Up in the air
Published 9:42 am Tuesday, January 24, 2012
Ever since his father, Gary, took him to flying lessons as a young boy in Amery, Wis., several of Darren Schone’s most treasured memories involve aviation.
One memory invokes Schone’s grandpa.
“My dad thought he was a pilot because he spent so much time at the airport. He didn’t know how to read my grandpa’s log book, so when I learned how, I read it,” Schone said. “He only had three hours logged. He spent most of his time watching planes.”
Email newsletter signup
Schone has been a certified flight instructor for the last seven years. He mostly flies four-passenger airplanes. After his trainees finish the oral and practical portions of the flight course, he takes them up in the air to practice performing maneuvers.
A line his instructor told his mom and one he uses now when he trains is, ““Don’t worry mom, we haven’t left anyone up there yet.

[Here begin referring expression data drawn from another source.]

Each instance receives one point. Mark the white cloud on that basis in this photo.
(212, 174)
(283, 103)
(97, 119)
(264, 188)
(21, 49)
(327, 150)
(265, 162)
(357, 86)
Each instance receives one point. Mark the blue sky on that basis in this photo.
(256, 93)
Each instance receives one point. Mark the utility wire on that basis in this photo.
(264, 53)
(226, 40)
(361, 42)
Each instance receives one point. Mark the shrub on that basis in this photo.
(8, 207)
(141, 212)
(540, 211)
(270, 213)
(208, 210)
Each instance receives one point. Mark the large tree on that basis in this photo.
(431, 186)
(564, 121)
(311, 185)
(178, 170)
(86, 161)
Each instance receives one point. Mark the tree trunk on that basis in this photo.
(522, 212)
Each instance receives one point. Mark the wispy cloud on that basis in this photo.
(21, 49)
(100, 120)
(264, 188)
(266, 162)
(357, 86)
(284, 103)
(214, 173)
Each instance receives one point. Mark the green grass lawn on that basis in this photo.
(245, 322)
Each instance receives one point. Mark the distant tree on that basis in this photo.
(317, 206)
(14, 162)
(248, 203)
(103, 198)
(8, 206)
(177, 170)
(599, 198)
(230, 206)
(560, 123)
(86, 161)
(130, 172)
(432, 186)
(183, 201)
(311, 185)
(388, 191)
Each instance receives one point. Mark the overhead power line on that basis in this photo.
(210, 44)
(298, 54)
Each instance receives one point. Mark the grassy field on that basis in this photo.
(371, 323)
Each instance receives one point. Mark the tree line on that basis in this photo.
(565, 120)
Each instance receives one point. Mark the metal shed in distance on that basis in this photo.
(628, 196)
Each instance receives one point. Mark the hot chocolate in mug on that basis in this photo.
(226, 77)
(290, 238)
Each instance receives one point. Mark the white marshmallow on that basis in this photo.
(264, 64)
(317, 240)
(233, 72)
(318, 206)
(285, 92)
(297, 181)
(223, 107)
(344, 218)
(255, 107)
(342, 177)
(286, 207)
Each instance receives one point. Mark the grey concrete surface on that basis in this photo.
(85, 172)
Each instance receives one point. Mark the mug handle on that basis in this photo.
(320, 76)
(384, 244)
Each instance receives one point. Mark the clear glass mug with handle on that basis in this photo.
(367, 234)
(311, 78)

He has to come down one way or another.”
Schone said he would much rather teach someone to fly a plane than drive a car.
“A close call is a couple hundred feet, so there is more room for error,” Schone said. “Down here, the whole world is a landing strip.”
Schone was 16 when he flew a plane solo for the first time.

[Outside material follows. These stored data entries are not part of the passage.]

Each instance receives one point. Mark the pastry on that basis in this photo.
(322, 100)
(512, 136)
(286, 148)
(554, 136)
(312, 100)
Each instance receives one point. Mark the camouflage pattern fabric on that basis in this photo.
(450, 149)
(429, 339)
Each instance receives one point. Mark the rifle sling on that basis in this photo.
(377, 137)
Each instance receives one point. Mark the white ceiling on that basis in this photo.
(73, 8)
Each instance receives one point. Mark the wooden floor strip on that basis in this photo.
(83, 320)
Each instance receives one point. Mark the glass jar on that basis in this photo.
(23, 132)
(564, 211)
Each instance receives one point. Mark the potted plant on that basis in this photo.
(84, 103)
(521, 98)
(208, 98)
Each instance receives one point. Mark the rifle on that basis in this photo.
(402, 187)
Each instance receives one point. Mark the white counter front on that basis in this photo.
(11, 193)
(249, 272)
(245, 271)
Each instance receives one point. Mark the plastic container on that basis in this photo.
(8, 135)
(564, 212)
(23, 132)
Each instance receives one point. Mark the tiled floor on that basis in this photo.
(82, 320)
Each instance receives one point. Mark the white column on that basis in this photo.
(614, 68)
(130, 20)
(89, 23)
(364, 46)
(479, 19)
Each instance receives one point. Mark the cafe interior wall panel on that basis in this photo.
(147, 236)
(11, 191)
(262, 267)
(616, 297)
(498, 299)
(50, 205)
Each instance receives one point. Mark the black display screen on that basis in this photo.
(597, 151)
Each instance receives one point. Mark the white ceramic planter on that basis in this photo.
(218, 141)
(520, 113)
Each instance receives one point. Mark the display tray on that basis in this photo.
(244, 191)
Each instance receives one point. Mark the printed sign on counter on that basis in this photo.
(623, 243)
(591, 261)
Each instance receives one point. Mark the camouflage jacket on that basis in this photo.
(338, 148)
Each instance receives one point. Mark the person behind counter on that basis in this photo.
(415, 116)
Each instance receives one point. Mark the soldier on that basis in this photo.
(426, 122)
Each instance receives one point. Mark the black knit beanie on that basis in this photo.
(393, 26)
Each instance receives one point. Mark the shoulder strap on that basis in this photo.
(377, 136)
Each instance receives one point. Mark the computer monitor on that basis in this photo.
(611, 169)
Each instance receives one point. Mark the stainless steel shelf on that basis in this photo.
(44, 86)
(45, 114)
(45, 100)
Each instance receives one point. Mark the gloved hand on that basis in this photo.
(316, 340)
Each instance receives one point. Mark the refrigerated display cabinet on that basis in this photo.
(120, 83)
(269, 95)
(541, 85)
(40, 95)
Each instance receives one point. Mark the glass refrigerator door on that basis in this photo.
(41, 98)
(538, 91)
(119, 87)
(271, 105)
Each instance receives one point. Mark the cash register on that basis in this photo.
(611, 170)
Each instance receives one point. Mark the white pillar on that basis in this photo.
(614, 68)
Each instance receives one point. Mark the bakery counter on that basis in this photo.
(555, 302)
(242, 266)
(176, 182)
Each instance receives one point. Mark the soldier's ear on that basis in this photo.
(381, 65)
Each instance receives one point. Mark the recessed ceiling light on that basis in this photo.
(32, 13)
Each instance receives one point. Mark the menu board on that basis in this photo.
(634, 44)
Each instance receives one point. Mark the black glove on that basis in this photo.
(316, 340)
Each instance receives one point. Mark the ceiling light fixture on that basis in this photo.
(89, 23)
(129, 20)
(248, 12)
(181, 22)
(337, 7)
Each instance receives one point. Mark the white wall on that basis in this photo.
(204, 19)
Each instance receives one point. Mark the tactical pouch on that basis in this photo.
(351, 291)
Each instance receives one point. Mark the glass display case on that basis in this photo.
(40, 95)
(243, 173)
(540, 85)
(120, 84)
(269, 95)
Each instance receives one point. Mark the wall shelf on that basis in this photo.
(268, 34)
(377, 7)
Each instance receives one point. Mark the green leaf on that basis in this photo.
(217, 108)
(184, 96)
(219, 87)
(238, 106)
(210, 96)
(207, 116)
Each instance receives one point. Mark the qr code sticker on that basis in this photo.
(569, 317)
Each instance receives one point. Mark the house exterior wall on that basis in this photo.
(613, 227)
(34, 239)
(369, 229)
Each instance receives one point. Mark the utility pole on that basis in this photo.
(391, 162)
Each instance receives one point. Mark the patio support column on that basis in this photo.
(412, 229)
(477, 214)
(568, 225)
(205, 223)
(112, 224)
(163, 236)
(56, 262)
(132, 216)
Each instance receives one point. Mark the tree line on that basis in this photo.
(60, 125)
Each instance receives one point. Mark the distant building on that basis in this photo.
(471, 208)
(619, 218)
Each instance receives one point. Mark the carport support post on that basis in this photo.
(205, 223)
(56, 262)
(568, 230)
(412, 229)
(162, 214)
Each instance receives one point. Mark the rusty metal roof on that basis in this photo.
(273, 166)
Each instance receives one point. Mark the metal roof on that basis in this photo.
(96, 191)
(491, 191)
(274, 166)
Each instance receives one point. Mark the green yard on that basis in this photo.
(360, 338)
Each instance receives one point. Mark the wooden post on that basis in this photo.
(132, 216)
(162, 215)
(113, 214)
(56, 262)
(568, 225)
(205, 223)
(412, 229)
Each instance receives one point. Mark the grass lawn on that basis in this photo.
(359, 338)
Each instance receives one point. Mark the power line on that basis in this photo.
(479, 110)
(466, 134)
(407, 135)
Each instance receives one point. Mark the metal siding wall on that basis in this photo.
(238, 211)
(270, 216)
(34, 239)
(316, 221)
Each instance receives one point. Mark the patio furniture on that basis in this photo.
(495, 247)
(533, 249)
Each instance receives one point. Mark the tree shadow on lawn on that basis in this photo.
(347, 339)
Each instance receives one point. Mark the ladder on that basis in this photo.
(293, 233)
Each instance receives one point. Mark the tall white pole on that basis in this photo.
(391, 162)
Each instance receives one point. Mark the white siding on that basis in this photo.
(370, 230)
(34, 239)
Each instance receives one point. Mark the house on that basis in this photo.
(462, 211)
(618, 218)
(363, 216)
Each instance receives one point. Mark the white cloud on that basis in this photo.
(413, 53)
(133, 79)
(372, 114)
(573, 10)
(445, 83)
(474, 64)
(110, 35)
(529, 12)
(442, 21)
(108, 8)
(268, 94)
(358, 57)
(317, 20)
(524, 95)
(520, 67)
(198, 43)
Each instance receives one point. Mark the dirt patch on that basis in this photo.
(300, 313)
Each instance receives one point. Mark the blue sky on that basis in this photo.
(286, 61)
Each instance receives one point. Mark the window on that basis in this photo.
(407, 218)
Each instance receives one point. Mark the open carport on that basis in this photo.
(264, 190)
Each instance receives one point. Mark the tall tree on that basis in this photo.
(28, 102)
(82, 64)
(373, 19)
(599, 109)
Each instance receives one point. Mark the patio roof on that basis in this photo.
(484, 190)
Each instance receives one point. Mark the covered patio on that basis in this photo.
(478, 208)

“My mom, Marge, nearly passed out when she heard I flew by myself,” Schone said.
He said he has to thank his parents for “the First National Bank of Mom and Dad. I wouldn’t have made it without that.”
The price of school to be a flight instructor is steep, and Schone says now he “works for peanuts.”

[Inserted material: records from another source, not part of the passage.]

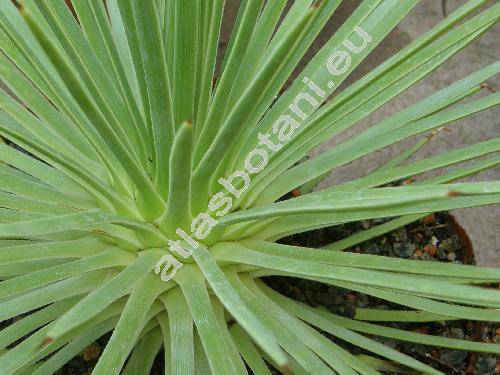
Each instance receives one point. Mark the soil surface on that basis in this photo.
(435, 238)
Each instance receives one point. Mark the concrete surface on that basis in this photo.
(482, 224)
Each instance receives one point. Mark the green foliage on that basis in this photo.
(119, 135)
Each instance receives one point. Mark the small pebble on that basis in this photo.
(429, 219)
(91, 352)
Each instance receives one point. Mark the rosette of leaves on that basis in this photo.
(117, 136)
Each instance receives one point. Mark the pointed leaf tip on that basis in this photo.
(47, 340)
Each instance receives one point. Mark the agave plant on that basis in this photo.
(141, 199)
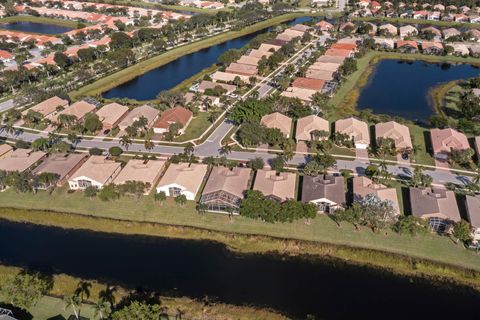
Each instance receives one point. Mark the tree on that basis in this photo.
(462, 232)
(26, 289)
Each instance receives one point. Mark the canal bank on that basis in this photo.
(114, 80)
(295, 286)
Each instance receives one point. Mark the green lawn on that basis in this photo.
(321, 229)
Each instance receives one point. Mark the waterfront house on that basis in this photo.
(436, 205)
(446, 140)
(309, 124)
(62, 164)
(326, 192)
(399, 133)
(146, 171)
(472, 204)
(182, 179)
(173, 115)
(279, 121)
(5, 150)
(225, 188)
(279, 186)
(111, 114)
(21, 159)
(357, 130)
(49, 106)
(363, 186)
(144, 111)
(97, 172)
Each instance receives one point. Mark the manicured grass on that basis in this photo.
(58, 22)
(134, 71)
(321, 229)
(197, 126)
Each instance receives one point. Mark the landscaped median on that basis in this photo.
(138, 69)
(421, 255)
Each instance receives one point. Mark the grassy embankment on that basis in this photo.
(321, 237)
(58, 22)
(52, 305)
(140, 68)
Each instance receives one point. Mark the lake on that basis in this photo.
(400, 88)
(148, 85)
(295, 286)
(35, 27)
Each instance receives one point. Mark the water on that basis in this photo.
(148, 85)
(43, 28)
(293, 286)
(400, 88)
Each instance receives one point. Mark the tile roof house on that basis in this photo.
(173, 115)
(21, 159)
(472, 204)
(356, 129)
(437, 205)
(225, 188)
(327, 193)
(147, 172)
(308, 124)
(111, 114)
(144, 111)
(182, 179)
(446, 140)
(277, 186)
(63, 164)
(363, 186)
(278, 121)
(97, 172)
(49, 106)
(396, 131)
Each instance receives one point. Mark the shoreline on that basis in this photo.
(394, 262)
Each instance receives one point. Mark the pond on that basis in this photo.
(295, 286)
(148, 85)
(400, 88)
(35, 27)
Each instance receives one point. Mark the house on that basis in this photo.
(182, 179)
(242, 69)
(146, 171)
(450, 32)
(326, 192)
(225, 188)
(446, 140)
(111, 114)
(20, 160)
(173, 115)
(279, 186)
(355, 129)
(62, 164)
(279, 121)
(49, 106)
(399, 133)
(408, 31)
(472, 204)
(436, 205)
(309, 124)
(79, 109)
(97, 172)
(144, 111)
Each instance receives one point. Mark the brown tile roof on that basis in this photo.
(446, 140)
(280, 186)
(233, 181)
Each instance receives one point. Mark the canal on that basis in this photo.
(35, 27)
(148, 85)
(400, 88)
(295, 286)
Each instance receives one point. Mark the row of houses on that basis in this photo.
(114, 115)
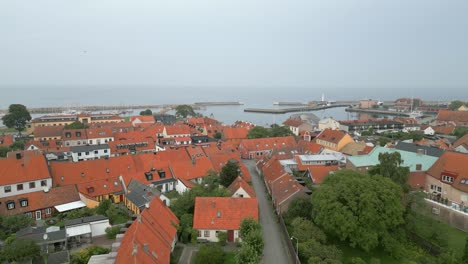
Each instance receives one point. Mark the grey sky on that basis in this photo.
(410, 46)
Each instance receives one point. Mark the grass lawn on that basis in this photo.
(230, 257)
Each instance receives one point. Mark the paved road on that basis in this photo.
(275, 247)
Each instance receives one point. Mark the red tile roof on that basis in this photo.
(30, 167)
(241, 183)
(453, 164)
(285, 188)
(40, 200)
(6, 140)
(223, 213)
(149, 240)
(319, 172)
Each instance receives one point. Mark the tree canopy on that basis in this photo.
(390, 167)
(146, 112)
(17, 117)
(358, 208)
(229, 172)
(184, 111)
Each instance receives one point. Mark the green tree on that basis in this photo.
(229, 172)
(4, 151)
(12, 224)
(305, 230)
(19, 250)
(357, 207)
(465, 253)
(255, 240)
(184, 111)
(76, 125)
(258, 132)
(210, 254)
(312, 251)
(391, 167)
(146, 112)
(247, 255)
(248, 225)
(454, 105)
(300, 207)
(17, 117)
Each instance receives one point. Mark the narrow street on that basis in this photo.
(275, 247)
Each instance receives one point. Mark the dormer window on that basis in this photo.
(448, 179)
(24, 202)
(10, 205)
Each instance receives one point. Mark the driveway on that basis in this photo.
(275, 250)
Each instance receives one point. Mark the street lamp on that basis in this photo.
(297, 245)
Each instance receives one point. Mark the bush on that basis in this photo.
(222, 237)
(111, 232)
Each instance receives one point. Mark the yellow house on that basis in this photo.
(333, 139)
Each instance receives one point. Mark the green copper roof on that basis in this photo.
(410, 159)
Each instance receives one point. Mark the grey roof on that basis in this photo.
(89, 148)
(429, 151)
(88, 219)
(140, 194)
(60, 257)
(37, 235)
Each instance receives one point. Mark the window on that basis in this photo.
(24, 202)
(10, 205)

It isn’t a high-paying job like air traffic control, but he said he tried that and didn’t like it as much as actually flying planes.
One of the people Schone has taught was his wife of four years, Sydney.
“She loves it,” Schone said. “She’s done some pretty crazy manuevers with me. Spins and things like that.”
Schone proposed to Sydney while they were up in a plane.
“I had to,” he said. “I was a pilot.”
Sydney is very encouraging of Schone’s love of aviation.
“She wants me to buy an airplane in the worst way,” Schone said.
The closest he has come to owning a plane is owning a life-size wood propeller that hangs on a wall in their home.
It was a gift from Sydney’s dad, Mark, who died on Feb. 28, 2006.
While he was sick, Mark bought the propeller as a gift to Schone but never had the chance to give it to him. Schone discovered the propeller while cleaning out Mark’s closet.
“My birthday is March 15,” Schone said. “That was the gift that he gave me after he passed away. That thing is really special to me.”
He reminisced to the time he took Mark and his wife, Leah, flying.
“Leah was nervous, it was her first time in a small airplane,” Schone said. “Mark, cripes he probably didn’t want to buckle up.”
Schone now waits for nice weather to come around so he and Sydney can take their 14 month old, Noah flying.
“The little kids at day care taught him to say ‘dada’ when an airplane goes over,” Schone said. “He’ll hear an airplane in the house, stop and point at the window and say ‘dada’. That’s the only word he can say.”
Schone said he one time saw Noah while he was flying.
“He was sitting outside the day care. He was just a little red blob.”
Address: 71767 154 St., Albert Lea
Livelihood: pilot, flying instructor and taking care of his son
Family: wife, Sydney; son, Noah, 14 months
Interesting fact: As a Wisconsin native, Darren quietly roots for the Green Bay Packers while living in Minnesota.